Walmart Sued by Blind Maryland Residents over Self-Service Checkout Kiosks
National Federation of the Blind and Its Maryland Affiliate Also Plaintiffs
Baltimore, Maryland (October 26, 2018): When Cynthia Morales and her boyfriend Linwood Boyd, who are both blind, made a routine trip to a Walmart in Owings Mills in late July of 2017, they didn’t expect to have to get the police involved.
But that was the result of a chain of events that began with Ms. Morales trying to use one of the self-service checkout kiosks that Walmart makes available to shoppers as an alternative to waiting in line for a cashier. Although the kiosks do issue some spoken prompts, those prompts don’t provide enough information for a blind person to use the machines independently. Ultimately, Ms. Morales asked for help from a Walmart employee, who completed the checkout transaction but also, unbeknownst to Ms. Morales and Mr. Boyd, requested forty dollars in cash back, which the employee pocketed. Because no audio prompt gave Ms. Morales the total of her transaction, she didn’t realize anything was wrong until the machine audibly prompted the user to take the money. Ms. Morales and Mr. Boyd then had a bystander outside the store read them the receipt; at that point, they realized they had been charged an additional forty dollars. The money was ultimately returned, but Ms. Morales and Mr. Boyd decided to do their regular shopping at a Walmart Supercenter in Randallstown from then on.
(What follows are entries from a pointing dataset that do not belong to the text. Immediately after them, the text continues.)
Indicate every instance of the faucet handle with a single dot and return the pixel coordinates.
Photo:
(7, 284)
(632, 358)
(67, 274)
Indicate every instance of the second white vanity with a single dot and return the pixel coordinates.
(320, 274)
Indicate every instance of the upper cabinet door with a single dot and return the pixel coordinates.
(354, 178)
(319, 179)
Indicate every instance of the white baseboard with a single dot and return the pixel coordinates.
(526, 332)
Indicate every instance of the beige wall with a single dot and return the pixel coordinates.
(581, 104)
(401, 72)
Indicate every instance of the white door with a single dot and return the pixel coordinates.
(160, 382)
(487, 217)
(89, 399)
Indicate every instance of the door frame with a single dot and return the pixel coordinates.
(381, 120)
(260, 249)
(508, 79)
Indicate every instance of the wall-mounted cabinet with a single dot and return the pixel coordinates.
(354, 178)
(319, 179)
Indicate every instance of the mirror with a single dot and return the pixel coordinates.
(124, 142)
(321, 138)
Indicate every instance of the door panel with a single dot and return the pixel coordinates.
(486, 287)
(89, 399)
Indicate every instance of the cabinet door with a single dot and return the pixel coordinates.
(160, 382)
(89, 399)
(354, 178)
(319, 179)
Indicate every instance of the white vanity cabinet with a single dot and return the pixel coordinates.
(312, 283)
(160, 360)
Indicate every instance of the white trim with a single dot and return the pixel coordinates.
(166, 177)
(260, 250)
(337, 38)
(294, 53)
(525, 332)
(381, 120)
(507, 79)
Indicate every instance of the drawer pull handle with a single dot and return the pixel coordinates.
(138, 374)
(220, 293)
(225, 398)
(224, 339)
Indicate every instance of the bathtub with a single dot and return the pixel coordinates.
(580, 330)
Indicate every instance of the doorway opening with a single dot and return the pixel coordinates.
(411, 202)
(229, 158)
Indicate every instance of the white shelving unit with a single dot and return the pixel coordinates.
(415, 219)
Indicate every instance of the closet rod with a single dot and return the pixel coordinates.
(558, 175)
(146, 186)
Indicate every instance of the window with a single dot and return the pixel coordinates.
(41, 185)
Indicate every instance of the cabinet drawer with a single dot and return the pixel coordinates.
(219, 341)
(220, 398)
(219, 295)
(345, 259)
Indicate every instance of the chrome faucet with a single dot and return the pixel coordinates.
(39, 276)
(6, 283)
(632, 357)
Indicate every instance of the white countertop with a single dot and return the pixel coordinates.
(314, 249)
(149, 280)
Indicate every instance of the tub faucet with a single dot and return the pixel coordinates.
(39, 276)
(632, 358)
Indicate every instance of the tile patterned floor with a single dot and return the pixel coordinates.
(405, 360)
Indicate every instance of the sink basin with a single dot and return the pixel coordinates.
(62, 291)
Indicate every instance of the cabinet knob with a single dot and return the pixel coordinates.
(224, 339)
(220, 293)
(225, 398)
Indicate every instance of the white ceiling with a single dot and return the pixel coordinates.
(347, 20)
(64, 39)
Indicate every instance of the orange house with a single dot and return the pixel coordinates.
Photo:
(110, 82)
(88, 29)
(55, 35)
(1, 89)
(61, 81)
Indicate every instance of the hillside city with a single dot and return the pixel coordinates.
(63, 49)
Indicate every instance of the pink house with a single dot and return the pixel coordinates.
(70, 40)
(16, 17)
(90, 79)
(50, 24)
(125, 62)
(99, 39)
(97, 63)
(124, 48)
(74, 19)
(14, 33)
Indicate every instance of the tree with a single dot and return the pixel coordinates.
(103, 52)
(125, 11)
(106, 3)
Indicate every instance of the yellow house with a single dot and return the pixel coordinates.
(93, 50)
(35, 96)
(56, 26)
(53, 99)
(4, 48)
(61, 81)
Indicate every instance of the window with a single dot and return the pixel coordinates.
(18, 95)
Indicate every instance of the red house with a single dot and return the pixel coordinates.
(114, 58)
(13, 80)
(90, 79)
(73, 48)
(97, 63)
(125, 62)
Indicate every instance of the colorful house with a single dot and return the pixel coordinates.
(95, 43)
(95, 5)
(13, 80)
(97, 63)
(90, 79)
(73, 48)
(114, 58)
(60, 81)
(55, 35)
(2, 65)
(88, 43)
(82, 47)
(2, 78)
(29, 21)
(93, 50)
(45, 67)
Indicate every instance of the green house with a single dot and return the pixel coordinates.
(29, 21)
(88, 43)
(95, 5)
Now they, together with Melissa Sheeder—another blind Marylander; the National Federation of the Blind (NFB); and the National Federation of the Blind of Maryland (NFB-MD) are suing Walmart under the Americans with Disabilities Act. The suit asks the Maryland federal district court to order the giant retailer to make its self-service checkout kiosks fully accessible to blind shoppers.
Similar devices, such as ATMs, Amtrak ticket kiosks, and airline check-in kiosks, as well as some point-of-sale terminals like those in the back of many taxicabs, can be used independently by blind people. Usually voice prompts are spoken through headphones, and blind users respond with tactile keypads or accessible touch screens. The NFB has offered to work with Walmart to make its kiosks accessible, but Walmart has declined the offer.
“What happened to Cindy Morales is an extreme example of what can occur when companies like Walmart deploy inaccessible self-checkout or point-of-sale technology,” said Mark Riccobono, President of the National Federation of the Blind. “The real problem is that Walmart has decided to treat blind customers differently from sighted customers. Walmart’s refusal to deploy readily available technology to give blind shoppers the same choice sighted shoppers have—whether to check ourselves out or visit a cashier—makes us second-class customers. That is unlawful and unacceptable.”
The plaintiffs are represented by Eve L. Hill, Jessica P. Weber, and Chelsea J. Crawford of the Baltimore law firm Brown, Goldstein & Levy, LLP.